Beginning on July 1, 2014, several West Virginia boards of education will welcome new board members. In fact, as required by state law, the organizational meeting for county boards throughout the state will take place on July 7th. Among other things, the opportunity to service on a county board of education will be a first for many of these board members in working with the West Virginia Open Governmental Proceedings Act (“Act”). The Act defines the term “meeting” and covers, agenda and notice requirements, as well as executive session exceptions.
Although new board members always have a number of questions during the initial months as they become familiar with their statutory duties found in state law, it always seems that during the summer months (and often throughout the year), boards of education often wish to gather together to “touch base” with members of their community or merely wish to discuss and work through issues they are facing, without any intention to take official board action or have a formal board meeting. Such sessions are certainly useful and have the potential to be very productive, but, as we all know, the Act places many restrictions on how and when board members may convene as a group, what may take place, and what, if any, public notice is required.
Is there a difference?
The applicable West Virginia statute defines “meetings” which are subject to the open meetings requirements at W. Va.
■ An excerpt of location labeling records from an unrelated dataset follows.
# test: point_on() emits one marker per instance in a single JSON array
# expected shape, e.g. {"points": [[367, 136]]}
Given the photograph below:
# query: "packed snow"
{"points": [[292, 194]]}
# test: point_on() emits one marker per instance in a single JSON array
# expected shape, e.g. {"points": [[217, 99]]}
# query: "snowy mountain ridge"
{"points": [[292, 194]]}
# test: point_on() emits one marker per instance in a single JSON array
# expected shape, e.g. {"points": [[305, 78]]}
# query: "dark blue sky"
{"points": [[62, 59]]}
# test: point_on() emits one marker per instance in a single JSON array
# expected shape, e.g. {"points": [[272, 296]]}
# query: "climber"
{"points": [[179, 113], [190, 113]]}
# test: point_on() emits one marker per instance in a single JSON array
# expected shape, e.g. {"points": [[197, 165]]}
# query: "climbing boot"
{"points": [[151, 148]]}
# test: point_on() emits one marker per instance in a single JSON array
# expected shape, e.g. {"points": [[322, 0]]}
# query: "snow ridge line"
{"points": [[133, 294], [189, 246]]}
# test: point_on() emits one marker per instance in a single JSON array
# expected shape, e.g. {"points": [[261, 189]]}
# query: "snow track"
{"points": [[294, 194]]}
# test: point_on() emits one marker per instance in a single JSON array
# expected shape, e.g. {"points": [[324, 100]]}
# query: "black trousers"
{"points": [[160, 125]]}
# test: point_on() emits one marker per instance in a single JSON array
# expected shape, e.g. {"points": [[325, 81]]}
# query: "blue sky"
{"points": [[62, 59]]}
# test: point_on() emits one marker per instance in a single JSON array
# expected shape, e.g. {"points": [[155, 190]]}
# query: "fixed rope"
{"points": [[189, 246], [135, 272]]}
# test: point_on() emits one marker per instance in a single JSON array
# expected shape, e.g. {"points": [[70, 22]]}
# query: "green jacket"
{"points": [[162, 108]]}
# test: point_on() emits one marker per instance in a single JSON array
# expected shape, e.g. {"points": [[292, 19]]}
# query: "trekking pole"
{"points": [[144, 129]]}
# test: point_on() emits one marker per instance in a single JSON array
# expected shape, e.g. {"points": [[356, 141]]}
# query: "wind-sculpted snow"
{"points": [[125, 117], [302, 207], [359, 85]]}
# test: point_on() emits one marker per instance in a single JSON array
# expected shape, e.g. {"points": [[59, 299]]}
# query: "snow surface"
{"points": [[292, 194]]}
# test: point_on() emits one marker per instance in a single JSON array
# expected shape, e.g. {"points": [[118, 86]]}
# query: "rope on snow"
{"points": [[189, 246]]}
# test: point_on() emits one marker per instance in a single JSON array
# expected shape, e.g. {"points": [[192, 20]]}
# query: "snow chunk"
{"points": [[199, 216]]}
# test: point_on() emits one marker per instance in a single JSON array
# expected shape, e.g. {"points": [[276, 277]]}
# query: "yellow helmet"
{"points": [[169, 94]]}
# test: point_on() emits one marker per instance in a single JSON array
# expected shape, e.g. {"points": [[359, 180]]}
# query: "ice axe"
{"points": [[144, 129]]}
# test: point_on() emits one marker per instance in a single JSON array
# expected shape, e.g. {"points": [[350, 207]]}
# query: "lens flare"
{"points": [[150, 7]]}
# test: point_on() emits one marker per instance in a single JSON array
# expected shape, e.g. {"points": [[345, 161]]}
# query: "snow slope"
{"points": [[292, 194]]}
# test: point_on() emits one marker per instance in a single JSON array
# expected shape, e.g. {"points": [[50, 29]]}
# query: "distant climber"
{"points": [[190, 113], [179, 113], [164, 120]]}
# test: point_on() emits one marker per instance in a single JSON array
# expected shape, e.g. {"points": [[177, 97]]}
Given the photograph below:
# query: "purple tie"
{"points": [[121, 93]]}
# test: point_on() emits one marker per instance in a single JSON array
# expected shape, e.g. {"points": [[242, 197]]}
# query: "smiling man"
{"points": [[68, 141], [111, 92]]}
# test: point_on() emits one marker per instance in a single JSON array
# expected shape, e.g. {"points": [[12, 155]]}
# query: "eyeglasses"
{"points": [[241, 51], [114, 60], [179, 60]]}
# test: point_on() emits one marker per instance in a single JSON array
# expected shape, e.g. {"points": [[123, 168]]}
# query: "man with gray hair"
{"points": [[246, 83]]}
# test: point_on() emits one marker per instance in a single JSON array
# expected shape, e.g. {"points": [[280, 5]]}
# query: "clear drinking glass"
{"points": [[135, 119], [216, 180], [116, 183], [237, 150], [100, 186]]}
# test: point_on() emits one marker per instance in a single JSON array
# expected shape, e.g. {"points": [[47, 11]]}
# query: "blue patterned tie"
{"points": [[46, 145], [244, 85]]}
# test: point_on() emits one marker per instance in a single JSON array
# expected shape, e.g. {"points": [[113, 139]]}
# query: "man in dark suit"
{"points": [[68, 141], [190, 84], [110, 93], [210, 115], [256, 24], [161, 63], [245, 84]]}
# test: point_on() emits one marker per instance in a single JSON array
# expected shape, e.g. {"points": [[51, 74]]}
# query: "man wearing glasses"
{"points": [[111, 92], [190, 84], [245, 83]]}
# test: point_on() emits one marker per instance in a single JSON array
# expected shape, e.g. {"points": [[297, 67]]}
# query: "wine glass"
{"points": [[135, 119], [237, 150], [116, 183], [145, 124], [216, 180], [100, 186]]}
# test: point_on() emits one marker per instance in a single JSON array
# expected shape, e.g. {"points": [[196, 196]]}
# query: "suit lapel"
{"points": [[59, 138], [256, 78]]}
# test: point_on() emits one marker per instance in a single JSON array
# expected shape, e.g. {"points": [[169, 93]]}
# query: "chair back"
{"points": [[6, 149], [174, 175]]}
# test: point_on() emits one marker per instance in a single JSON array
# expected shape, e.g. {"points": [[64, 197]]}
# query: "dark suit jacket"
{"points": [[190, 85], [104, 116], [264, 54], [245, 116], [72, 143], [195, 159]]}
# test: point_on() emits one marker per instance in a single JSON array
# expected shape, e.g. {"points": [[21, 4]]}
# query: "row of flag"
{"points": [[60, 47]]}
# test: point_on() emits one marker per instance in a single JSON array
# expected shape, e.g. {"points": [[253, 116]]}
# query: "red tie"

Code § 6-9A-2, as follows:
"Meeting" means the convening of a governing body of a public agency for which a quorum is required in order to make a decision or to deliberate toward a decision on any matter which results in an official action.
However, there are exceptions to this definition, including the following: General discussions among members of a governing body on issues of interest to the public when held in a planned or unplanned social, educational, training, informal, ceremonial or similar setting, without intent to conduct public business even if a quorum is present and public business is discussed but there is no intention for the discussion to lead to an official action[.]
A work session has been defined by West Virginia Ethics Commission Advisory Opinion as a meeting where a quorum of the board will be present, and issues requiring official action will be discussed and considered, but there will be no official action or voting at the meeting. However, a work session is subject to the same notice requirements as an official board meeting, and the date, time, place, and agenda must be publicly posted. True work sessions should be noticed in this manner, so that there can be an open discussion between the public and the board members, and among the board members about issues raised at the meeting.
There are rare occasions upon which a board of education may plan a meeting in advance to discuss relevant issues without complying with the open meetings law’s provisions. If, however, the board truly intends to discuss only matters that will not require any future action or vote, then the notice and publication requirements do not apply. A pertinent example would be a planned training session where the superintendent has invited attorneys to provide board members with legal information/workshop, such as basics of the reduction in force process, how to properly conduct employee hearings/student expulsions, or similar topics. While possibly of “public interest,” such training sessions would not comprise any intent to conduct public business or discuss matters which might require board action. (SeeWest Virginia Ethics Commission Advisory Opinion, for example of educational or training workshop.)
Some helpful “meeting” examples
Two or more county board of education members may properly visit a school to observe facilities, educational programs, teaching strategies and other activities as an on-site inspection activity exempt from the requirements of the Act. (See Pleasants County Board of Education 2001-03).
A quorum of board members may meet with constituents and other public officers, so long as they do not begin deliberating toward a decision on a matter requiring official action. (See Preston County Commission 2001-34).
Board Member may exchange e-mail communications with Superintendent and other Board Members regarding logistical matters. Exchange of e-mails involving deliberation on merits of a matters requiring official action not permitted. (See Mercer County Board of Education 2005-12).
Email may not be used to conduct a dialogue on the merits of a matter requiring official action. (See Jefferson County Planning Commission 2006-09).
Consultant retained by the board of education may meet one-on-one with the elected members of the county board of education to establish criteria and skills important in hiring a new superintendent. (See Executive Director of the WV School Board Association 2009-06).
A series of communications and e-mails may not be used to subvert the Act. (See West Virginia Statewide Addressing & Mapping Board 2007-01).